What we commonly call skin allergies actually are the end result of an immunological overreaction to some allergen in the environment that leads to a mild, moderate or severe adverse skin response. The goals of treating canine skin allergies are to identify and eliminate - or at least minimize and manage - exposure to the offending allergen(s), relieve the dog’s distress and restore its comfortable quality of life.
Treatment Options for Dogs with Skin Allergies
Effective treatment of allergic skin reactions depends on the cause of the condition. For example, if the dog has flea bite hypersensitivity, where the allergen is flea saliva, treatment requires eliminating the dog’s exposure to fleas. If the dog is allergic to something in its food, that ingredient should be identified and removed from its diet. If the dog has a skin reaction to something it inhales from the environment, the offending airborne allergen needs to be identified and kept away from the dog. Appropriate treatment protocols can be influenced by the seasonality of a dog’s condition and by the time and monetary considerations of its owner.

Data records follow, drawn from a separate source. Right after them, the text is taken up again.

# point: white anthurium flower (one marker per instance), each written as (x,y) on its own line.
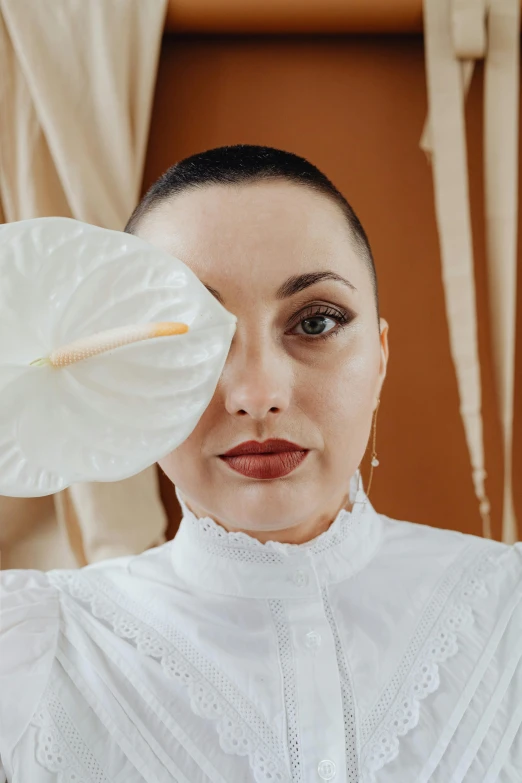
(110,352)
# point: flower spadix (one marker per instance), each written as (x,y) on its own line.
(110,351)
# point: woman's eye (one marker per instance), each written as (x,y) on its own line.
(323,324)
(316,325)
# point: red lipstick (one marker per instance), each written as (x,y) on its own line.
(272,459)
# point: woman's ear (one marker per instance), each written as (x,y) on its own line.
(383,364)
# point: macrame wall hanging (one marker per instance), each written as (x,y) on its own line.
(457,33)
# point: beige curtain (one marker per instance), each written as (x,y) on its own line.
(76,85)
(457,32)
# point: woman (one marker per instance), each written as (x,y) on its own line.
(289,632)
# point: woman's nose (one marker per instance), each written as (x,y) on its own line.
(256,380)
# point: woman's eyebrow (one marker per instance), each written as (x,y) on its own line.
(299,282)
(295,284)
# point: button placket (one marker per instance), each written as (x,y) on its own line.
(313,641)
(300,578)
(326,769)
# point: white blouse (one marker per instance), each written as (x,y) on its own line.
(380,651)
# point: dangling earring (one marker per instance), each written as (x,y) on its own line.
(374,461)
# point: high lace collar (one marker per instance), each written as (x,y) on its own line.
(235,563)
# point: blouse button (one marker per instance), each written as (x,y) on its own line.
(300,578)
(326,769)
(313,640)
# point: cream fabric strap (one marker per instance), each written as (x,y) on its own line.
(456,32)
(76,88)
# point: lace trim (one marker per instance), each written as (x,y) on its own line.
(59,746)
(241,730)
(240,546)
(400,705)
(350,731)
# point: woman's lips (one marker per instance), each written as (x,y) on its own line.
(266,466)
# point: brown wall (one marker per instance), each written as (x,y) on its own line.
(355,106)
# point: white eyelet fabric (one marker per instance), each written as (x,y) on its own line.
(383,651)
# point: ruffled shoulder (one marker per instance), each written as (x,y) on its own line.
(29,626)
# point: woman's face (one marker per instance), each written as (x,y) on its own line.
(313,382)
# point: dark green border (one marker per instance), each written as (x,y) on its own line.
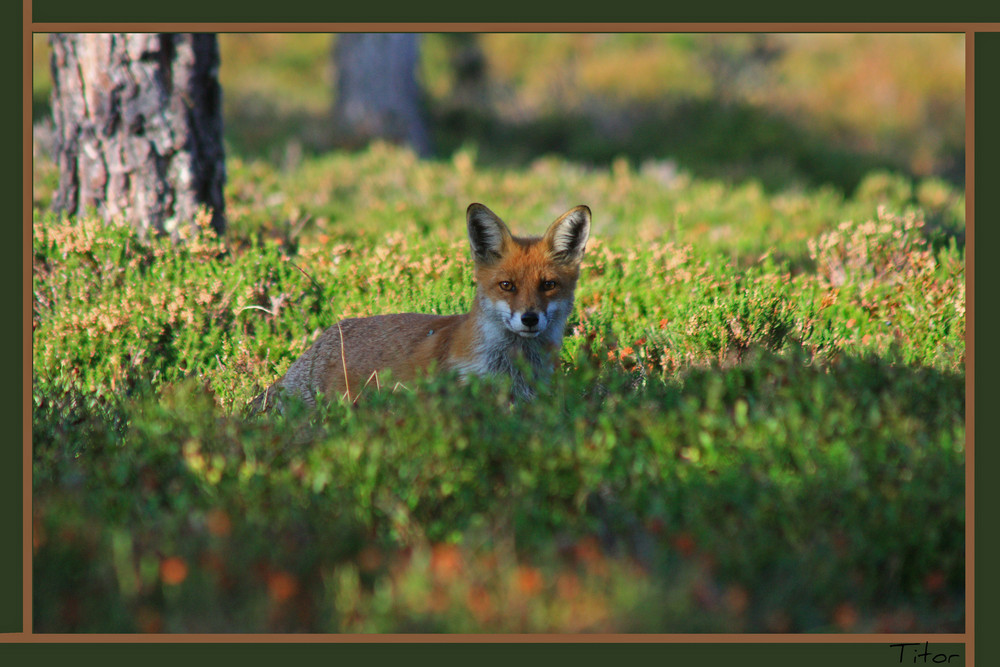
(12,363)
(509,10)
(986,277)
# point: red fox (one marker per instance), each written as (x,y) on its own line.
(524,294)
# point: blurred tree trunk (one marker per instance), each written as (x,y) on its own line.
(138,127)
(377,91)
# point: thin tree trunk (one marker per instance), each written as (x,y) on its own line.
(138,127)
(377,91)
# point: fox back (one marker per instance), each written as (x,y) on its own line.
(524,295)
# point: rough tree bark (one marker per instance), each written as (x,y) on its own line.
(377,91)
(138,127)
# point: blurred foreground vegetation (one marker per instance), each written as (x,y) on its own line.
(758,425)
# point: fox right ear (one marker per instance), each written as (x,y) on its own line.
(487,233)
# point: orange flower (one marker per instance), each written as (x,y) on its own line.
(845,617)
(218,523)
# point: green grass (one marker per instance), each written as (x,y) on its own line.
(758,424)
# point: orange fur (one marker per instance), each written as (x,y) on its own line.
(524,294)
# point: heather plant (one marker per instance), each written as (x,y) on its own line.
(757,424)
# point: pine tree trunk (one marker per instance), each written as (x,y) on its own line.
(138,127)
(377,91)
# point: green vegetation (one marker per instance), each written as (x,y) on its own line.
(758,423)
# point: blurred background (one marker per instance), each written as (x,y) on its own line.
(786,110)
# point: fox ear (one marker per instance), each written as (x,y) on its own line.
(568,235)
(487,233)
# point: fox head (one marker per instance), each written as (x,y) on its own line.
(526,285)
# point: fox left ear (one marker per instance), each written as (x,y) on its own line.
(487,233)
(568,235)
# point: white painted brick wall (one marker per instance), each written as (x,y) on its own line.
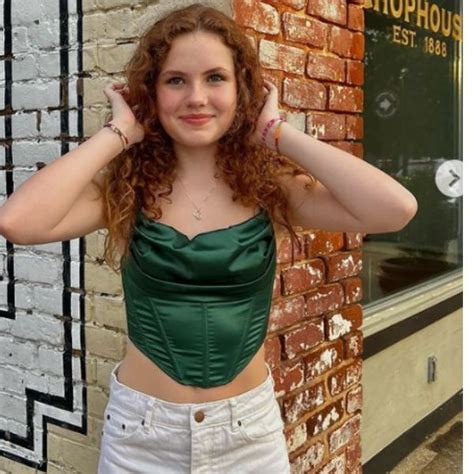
(37,95)
(47,299)
(39,328)
(28,153)
(40,270)
(24,125)
(50,123)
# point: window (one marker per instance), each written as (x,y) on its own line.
(412,131)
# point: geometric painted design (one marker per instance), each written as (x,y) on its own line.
(42,342)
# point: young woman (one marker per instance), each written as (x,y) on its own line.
(192,177)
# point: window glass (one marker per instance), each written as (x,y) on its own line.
(412,131)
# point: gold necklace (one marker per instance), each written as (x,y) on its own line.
(197,213)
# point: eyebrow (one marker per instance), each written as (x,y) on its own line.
(206,72)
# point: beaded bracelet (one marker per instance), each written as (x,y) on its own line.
(277,136)
(119,132)
(267,128)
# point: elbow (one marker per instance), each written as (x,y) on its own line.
(407,214)
(8,231)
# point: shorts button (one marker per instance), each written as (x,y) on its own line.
(199,416)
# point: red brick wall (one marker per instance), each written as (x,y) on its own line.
(313,50)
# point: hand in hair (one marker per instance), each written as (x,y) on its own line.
(123,116)
(269,111)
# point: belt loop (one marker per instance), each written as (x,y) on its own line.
(233,413)
(149,414)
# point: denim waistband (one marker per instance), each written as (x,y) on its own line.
(218,412)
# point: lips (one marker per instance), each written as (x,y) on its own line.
(196,119)
(196,116)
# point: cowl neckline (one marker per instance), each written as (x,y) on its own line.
(156,225)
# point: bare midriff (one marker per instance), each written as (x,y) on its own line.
(141,374)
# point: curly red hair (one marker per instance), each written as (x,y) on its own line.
(132,178)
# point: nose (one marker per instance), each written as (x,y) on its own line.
(197,95)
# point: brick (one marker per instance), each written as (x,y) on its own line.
(310,459)
(94,119)
(353,373)
(355,72)
(105,343)
(272,351)
(354,127)
(340,42)
(302,277)
(352,148)
(109,311)
(35,96)
(343,265)
(325,417)
(335,465)
(352,290)
(325,298)
(354,455)
(343,321)
(284,250)
(45,35)
(336,382)
(326,126)
(92,438)
(258,16)
(113,58)
(73,456)
(104,369)
(323,359)
(29,153)
(304,94)
(286,312)
(334,11)
(344,434)
(24,125)
(33,269)
(355,19)
(326,68)
(345,99)
(24,67)
(290,377)
(304,30)
(354,400)
(296,406)
(303,338)
(324,242)
(296,437)
(353,344)
(97,400)
(296,4)
(274,55)
(102,279)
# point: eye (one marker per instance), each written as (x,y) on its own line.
(169,81)
(217,75)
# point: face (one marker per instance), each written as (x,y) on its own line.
(204,84)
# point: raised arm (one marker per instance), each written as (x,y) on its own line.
(60,201)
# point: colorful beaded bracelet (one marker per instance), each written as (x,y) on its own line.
(119,132)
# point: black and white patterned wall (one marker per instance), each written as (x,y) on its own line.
(42,353)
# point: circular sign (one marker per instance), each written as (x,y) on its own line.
(386,104)
(448,178)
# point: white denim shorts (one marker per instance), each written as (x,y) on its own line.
(237,435)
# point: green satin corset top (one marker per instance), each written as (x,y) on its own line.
(198,308)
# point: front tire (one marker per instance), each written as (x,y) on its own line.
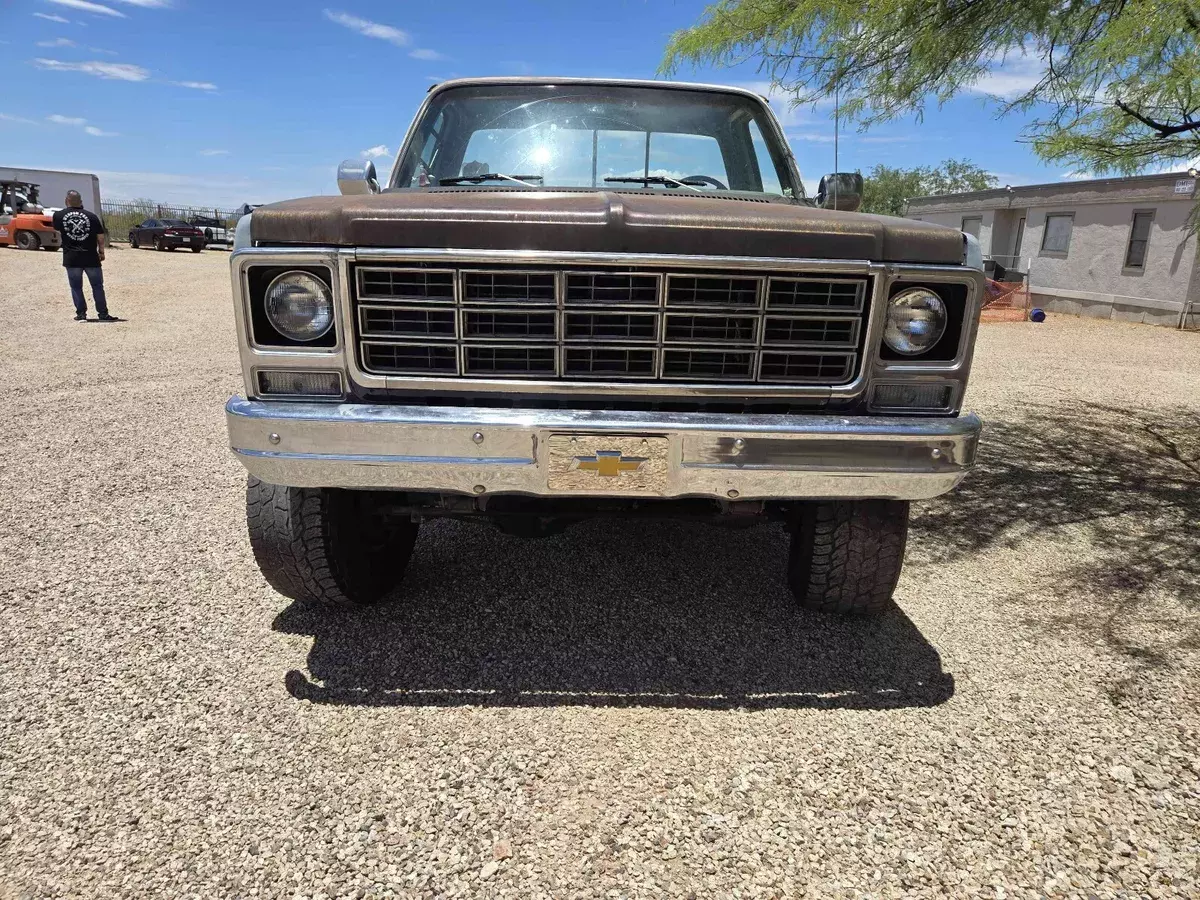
(325,545)
(846,555)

The gold standard for treating inhalant and some contact skin allergies is to identify the allergens and then gradually administer small doses of those allergens under the dog’s skin over time, in an attempt to desensitize its immune system. This is called allergic-specific immunotherapy, or ASIT. ASIT reportedly is helpful in up to 70% of dogs, although it is not available everywhere and is expensive. Flea bite allergies, food allergies and most allergies to identifiable environmental allergens usually can be treated or at least successfully managed by identifying the causative allergens and keeping them away from the dog.
There are many over-the-counter and prescription shampoos, lotions, gels and other salves that can help soothe the itchiness caused by skin allergies. Oral medications, including antihistamines, essential fatty acids and anti-inflammatory corticosteroids, together with or in addition to commercial allergy diets, can also be extremely beneficial. These products can help owners manage the scratching and associated self-trauma that often accompany skin allergies and that increase the dog’s risk of developing secondary bacterial or fungal infections. If skin infections are present, antibiotics or antifungals can be prescribed by the dog’s veterinarian.
A number of different physical restraints, including Elizabethan or “lampshade” collars, bandages and even tee-shirts or sweat shirts, can be used to keep a dog from bothering its itchy skin until other treatments kick in. Specialized tight-fitting lycra bodysuits are also available to serve the same purpose.
Prognosis for Dogs with Skin Allergies
The outlook for dogs with skin allergies is quite variable, depending on the underlying cause of the dog’s symptoms. In many cases, skin allergies resolve with effective parasite control, dietary management and/or topical treatments. Unfortunately, some dogs continue to experience symptoms while the exact cause of their condition remains frustratingly elusive.